Missed Opportunities for Prevention of Tuberculosis Among Persons With HIV Infection --- Selected Locations, United States, 1996--1997

Please note: An erratum has been published for this article. To view the erratum, please click here.

Public health contact investigations are conducted to find persons who have been exposed to patients with active tuberculosis (TB) and to evaluate and treat those contacts for TB infection and active TB. Persons in close (i.e., prolonged, frequent, or intense) contact with patients with active TB are at high risk for TB infection. The risk for TB infection is increased greatly if the close contact is infected with human immunodeficiency virus (HIV) (1,2). Isoniazid (INH) treatment for latent TB infection (LTBI) reduces the risk for developing active TB by 41%--92% (1). This study examined the clinic records of TB programs to determine whether these programs used recommended practices to manage HIV-positive persons exposed to TB (3--8). The study suggests TB programs need to review their contact investigation policies, procedures, and outcomes to reduce missed opportunities for preventing active TB among HIV-positive close contacts.

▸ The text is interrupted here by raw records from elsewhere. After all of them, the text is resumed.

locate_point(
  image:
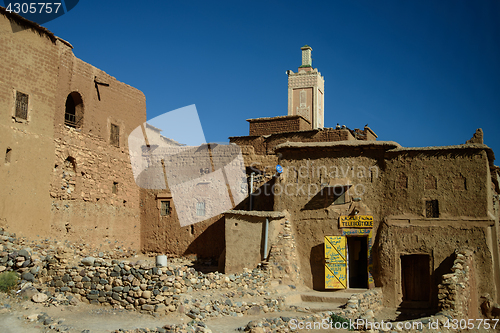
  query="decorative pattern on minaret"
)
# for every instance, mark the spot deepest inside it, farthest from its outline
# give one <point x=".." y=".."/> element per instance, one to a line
<point x="306" y="91"/>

Study investigators collected data during June 1998--January 1999 site visits. Eleven U.S. urban areas were selected by the highest number of contacts completing LTBI treatment. After case reports were linked to personal identifiers, study staff reviewed the clinic records for 6225 close contacts to 1080 sputum-smear--positive TB patients reported to CDC during July 1996--June 1997.

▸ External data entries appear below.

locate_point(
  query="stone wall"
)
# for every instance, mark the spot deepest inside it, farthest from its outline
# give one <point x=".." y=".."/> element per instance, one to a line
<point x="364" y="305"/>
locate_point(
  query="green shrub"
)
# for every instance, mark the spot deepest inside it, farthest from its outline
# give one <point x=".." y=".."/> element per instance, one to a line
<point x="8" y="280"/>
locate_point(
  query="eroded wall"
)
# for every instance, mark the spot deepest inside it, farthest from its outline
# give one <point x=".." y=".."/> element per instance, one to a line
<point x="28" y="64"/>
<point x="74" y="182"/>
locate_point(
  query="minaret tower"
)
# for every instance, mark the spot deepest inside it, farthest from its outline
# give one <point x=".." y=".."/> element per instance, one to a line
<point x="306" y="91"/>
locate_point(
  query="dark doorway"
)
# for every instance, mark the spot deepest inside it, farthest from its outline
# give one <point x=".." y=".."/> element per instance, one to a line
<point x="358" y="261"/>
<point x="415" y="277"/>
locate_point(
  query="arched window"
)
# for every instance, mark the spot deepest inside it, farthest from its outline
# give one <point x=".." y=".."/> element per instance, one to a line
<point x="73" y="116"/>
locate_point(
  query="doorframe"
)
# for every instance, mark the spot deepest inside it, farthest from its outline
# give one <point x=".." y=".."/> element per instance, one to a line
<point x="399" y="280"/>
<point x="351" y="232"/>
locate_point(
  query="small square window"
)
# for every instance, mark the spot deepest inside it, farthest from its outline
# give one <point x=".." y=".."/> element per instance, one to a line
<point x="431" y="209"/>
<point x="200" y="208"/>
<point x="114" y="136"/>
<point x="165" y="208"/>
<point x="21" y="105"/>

Of the 6225 close contacts, HIV status was unknown for 5415 (87%). Of the 810 close contacts with known HIV status, 109 (13%) were HIV-infected, of whom 79 (72%) received a chest radiograph; 14 (13%) had TB symptoms (e.g., cough, night sweats, and weight loss); 90 (83%) received an initial tuberculin skin test (TST); and nine (8%) did not receive a chest radiograph or an initial TST. Forty (53%) of 75 TST-negative contacts did not receive follow-up TSTs; 21 (28%) received neither a follow-up TST nor a chest radiograph. Fourteen (13%) of 109 HIV-positive contacts were identified as having active TB compared with 120 (2%) of 6116 HIV-negative contacts or contacts with unknown HIV status. HIV-infected close contacts were less likely to be TST-positive than HIV-negative contacts or contacts with unknown HIV status (14% and 36%, respectively).

Among 95 HIV-infected contacts without active TB, 11 (92%) of 12 TST-positive contacts were placed on LTBI treatment compared with 19 (23%) of 83 TST-negative or TST-unknown contacts. A median of 50 days passed before starting an HIV-positive contact on LTBI treatment compared with 33 days for HIV-negative contacts or contacts with unknown HIV status. TB programs employing public health nurses to conduct investigations placed 11 (92%) of 12 TST-negative or TST-unknown contacts on LTBI treatment compared with eight (11%) of 71 at programs that employ TB outreach workers.

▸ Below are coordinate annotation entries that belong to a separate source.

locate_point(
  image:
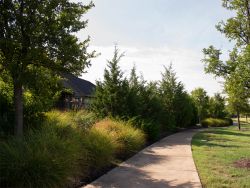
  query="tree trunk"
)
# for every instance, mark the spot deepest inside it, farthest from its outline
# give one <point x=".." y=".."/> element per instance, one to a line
<point x="18" y="102"/>
<point x="238" y="117"/>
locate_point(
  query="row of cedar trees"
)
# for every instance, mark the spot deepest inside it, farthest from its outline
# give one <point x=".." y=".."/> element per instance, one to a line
<point x="37" y="41"/>
<point x="159" y="106"/>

Of the 30 HIV-positive contacts started on LTBI treatment, approximately half (14) completed treatment. Directly observed treatment (DOT) for LTBI was given to three HIV-positive contacts; two completed treatment. During the course of LTBI treatment, 10 HIV-infected contacts had interruptions of >1 month (when treatment was self-administered) or >2 weeks (when placed on DOT); three of the 10 completed treatment. Of 16 HIV-positive close contacts who did not complete treatment, six (38%) refused or were unwilling to continue treatment, two (12%) were lost to follow-up, one (6%) had alcoholism, one (6%) could not tolerate medication, and six (38%) had undocumented reasons.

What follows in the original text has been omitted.